Region codes in the dataset (column region
):
N: Main clause subject (in object-modifications only)
V: Main clause verb (in object-modifications only)
Det+CL: Determiner+classifier
Adv: Adverb
VN: RC-verb+RC-object (subject relatives) or RC-subject+RC-verb (object relatives)
Note: These two words were merged into one region after the experiment; they were presented as separate regions during the experiment.
FreqP: Frequency phrase/durational phrase
DE: Relativizer "de"
head: Relative clause head noun
hd1: First word after the head noun
hd2: Second word after the head noun
hd3: Third word after the head noun
hd4: Fourth word after the head noun (only in subject-modifications)
hd5: Fifth word after the head noun (only in subject-modifications)
Notes on reading times (column rt
):
The reading time of the relative clause region (e.g., "V-N" or "N-V") was computed by summing up the reading times of the relative clause verb and noun.

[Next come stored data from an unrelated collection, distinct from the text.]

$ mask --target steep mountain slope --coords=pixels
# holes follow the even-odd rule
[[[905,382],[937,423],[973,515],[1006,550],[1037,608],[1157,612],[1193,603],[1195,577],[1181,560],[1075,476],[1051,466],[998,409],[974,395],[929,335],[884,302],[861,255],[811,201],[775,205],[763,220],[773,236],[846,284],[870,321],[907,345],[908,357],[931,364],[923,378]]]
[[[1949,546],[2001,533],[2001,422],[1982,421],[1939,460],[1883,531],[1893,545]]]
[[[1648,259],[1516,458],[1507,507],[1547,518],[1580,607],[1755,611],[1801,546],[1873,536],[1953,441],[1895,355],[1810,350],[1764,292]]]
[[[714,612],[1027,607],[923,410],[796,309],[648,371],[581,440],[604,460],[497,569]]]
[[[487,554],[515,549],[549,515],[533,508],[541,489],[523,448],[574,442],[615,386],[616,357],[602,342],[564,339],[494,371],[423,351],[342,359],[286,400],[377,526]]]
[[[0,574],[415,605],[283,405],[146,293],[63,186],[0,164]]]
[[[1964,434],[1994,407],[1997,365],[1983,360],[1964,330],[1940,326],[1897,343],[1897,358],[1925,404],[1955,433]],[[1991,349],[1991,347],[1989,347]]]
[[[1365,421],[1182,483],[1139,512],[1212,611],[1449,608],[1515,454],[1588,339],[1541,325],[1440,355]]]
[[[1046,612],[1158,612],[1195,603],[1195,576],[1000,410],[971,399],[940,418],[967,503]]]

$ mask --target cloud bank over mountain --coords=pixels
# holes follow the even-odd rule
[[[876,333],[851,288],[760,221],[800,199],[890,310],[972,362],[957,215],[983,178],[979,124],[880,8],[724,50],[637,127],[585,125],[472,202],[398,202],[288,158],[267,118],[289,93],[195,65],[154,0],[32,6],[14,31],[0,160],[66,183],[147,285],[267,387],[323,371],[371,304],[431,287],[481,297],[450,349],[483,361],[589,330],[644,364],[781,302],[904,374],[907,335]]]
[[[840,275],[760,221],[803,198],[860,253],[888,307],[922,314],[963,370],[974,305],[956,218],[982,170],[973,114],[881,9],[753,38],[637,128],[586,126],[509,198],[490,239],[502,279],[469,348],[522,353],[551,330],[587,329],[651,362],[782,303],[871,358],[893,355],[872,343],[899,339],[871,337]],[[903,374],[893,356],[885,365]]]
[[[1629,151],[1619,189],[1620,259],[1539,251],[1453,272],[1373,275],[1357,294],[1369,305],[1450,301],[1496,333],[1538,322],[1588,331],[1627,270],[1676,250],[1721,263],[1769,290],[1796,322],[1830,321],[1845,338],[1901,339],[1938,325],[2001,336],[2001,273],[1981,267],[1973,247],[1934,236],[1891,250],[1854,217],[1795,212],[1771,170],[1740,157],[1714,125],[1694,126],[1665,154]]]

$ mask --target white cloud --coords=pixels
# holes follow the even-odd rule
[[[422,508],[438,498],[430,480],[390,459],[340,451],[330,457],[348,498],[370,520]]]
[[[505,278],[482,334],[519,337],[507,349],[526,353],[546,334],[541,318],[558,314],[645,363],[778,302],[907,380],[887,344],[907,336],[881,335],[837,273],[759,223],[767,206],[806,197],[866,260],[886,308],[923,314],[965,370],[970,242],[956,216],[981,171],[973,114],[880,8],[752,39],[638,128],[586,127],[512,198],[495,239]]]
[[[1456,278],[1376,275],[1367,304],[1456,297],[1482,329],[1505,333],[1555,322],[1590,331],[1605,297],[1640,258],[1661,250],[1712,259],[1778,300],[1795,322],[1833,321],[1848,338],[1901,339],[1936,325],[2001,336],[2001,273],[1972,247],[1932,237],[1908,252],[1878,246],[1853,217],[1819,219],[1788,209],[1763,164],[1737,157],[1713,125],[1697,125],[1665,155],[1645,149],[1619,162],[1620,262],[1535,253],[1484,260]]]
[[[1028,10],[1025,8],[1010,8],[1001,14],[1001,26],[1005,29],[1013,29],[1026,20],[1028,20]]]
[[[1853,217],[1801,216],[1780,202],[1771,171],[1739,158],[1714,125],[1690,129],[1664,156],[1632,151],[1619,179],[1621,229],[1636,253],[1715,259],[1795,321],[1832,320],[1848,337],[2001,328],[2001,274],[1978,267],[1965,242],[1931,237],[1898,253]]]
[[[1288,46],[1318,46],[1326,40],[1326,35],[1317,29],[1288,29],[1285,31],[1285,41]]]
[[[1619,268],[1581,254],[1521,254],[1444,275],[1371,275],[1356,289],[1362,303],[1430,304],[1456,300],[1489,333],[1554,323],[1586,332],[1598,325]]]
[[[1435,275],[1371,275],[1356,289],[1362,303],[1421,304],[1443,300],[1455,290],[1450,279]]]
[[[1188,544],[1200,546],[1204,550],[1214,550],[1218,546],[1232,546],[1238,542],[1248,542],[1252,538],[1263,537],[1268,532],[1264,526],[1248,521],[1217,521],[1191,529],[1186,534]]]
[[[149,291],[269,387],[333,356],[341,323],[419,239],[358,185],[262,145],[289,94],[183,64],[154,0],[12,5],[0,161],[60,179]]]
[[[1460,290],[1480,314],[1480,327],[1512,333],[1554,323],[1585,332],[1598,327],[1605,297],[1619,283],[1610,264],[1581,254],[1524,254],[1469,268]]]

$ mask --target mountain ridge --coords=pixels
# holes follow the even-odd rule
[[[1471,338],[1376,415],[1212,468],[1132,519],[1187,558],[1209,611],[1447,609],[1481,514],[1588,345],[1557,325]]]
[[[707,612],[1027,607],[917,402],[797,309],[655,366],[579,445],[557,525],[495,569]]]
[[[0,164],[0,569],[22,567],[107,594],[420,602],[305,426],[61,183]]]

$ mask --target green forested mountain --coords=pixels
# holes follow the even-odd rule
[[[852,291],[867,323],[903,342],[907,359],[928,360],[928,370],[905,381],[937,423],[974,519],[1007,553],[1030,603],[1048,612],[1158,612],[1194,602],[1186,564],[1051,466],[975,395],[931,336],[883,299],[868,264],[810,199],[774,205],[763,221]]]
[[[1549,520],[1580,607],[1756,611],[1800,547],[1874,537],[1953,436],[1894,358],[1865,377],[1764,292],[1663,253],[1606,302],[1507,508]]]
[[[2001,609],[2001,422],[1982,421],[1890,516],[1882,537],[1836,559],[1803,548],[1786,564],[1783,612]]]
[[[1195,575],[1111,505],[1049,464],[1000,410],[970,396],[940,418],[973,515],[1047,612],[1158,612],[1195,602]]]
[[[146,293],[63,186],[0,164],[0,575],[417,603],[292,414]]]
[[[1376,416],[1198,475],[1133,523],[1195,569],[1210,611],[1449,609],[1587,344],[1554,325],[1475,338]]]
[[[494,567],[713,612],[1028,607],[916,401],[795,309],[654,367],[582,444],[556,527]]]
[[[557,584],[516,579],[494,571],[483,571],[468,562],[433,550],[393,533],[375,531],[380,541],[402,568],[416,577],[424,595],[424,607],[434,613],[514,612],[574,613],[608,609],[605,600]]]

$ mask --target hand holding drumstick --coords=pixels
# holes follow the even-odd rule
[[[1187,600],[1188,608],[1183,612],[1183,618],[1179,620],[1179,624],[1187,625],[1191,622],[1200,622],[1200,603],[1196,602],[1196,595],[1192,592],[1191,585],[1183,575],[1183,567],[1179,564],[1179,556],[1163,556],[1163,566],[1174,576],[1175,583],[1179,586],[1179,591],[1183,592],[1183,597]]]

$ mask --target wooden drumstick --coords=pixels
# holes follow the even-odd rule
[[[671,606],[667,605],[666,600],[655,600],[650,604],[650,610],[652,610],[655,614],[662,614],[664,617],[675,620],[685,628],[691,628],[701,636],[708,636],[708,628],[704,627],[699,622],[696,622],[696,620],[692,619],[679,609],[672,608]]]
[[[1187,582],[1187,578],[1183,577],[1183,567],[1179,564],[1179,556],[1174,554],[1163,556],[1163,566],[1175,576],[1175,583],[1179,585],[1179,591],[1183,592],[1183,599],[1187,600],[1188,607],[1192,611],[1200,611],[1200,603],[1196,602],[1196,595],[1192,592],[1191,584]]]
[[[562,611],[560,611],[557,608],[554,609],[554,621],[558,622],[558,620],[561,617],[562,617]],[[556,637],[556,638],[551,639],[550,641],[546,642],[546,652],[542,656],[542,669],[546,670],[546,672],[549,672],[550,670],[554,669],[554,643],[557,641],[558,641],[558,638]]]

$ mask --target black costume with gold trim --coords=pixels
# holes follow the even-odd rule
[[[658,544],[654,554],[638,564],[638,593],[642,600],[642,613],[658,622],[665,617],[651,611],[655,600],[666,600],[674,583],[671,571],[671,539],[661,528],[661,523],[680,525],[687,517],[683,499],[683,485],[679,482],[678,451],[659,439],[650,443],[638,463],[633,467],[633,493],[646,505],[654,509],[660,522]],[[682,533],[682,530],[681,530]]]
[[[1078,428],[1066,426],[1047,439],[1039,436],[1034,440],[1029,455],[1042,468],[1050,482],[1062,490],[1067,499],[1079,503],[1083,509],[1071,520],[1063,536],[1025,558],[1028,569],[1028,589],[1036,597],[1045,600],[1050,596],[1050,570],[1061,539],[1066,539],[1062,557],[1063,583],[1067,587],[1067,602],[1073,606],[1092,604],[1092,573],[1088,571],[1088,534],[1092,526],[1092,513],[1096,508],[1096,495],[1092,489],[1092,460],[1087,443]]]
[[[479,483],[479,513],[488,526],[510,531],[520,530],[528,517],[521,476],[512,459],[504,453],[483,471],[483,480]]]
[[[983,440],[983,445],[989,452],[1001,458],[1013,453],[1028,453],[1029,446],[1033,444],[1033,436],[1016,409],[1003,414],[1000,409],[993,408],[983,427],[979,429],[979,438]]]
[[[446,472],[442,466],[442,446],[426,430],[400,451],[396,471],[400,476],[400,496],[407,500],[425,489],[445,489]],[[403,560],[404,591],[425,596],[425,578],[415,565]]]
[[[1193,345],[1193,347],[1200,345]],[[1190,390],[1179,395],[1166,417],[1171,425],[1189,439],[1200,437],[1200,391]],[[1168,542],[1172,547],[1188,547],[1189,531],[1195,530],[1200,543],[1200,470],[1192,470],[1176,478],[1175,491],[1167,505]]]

The verb and noun were presented as two separate regions during the experiment.
Source
Jäger, L., Chen, Z., Li, Q., Lin, C.-J. C., & Vasishth, S. (2015). The subject-relative advantage in Chinese: Evidence for expectation-based processing. Journal of Memory and Language, 79–80, 97-120. https://doi.org/10.1016/j.jml.2014.10.005
Details
Factor I: Modification type (subject modification; object modification)
Factor II: Relative clause type (subject relative; object relative)
Condition labels:
a) subject modification; subject relative
b) subject modification; object relative
c) object modification; subject relative
d) object modification; object relative
See also
Other datasets:
df_sent
Examples
# Basic exploration
head(df_jaeger14)
#> # A tidytable: 6 × 14
#> subject item cond word wordn rt region question accuracy correct_answer
#> <chr> <int> <chr> <chr> <int> <int> <fct> <chr> <int> <int>
#> 1 1m1 1 a 那個 1 360 Det+CL 那個顧客聽說過… 1 1
#> 2 1m1 1 a 昨晚 2 359 Adv 那個顧客聽說過… 1 1
#> 3 1m1 1 a 揍了服務生… 3 344 VN 那個顧客聽說過… 1 1
#> 4 1m1 1 a 一頓 4 313 FreqP 那個顧客聽說過… 1 1
#> 5 1m1 1 a 的 5 297 DE 那個顧客聽說過… 1 1
#> 6 1m1 1 a 顧客 6 312 head 那個顧客聽說過… 1 1
#> # ℹ 4 more variables: question_type <int>, experiment <chr>, list <int>,
#> # sentence <chr>
# Summarize reaction times by region
library(tidytable)
df_jaeger14 |>
group_by(region) |>
summarize(mean_rt = mean(rt, na.rm = TRUE))
#> # A tidytable: 13 × 2
#> region mean_rt
#> <fct> <dbl>
#> 1 N 614.
#> 2 V 538.
#> 3 Det+CL 513.
#> 4 Adv 541.
#> 5 VN 618.
#> 6 FreqP 603.
#> 7 DE 439.
#> 8 head 653.
#> 9 hd1 604.
#> 10 hd2 538.
#> 11 hd3 704.
#> 12 hd4 479.
#> 13 hd5 865.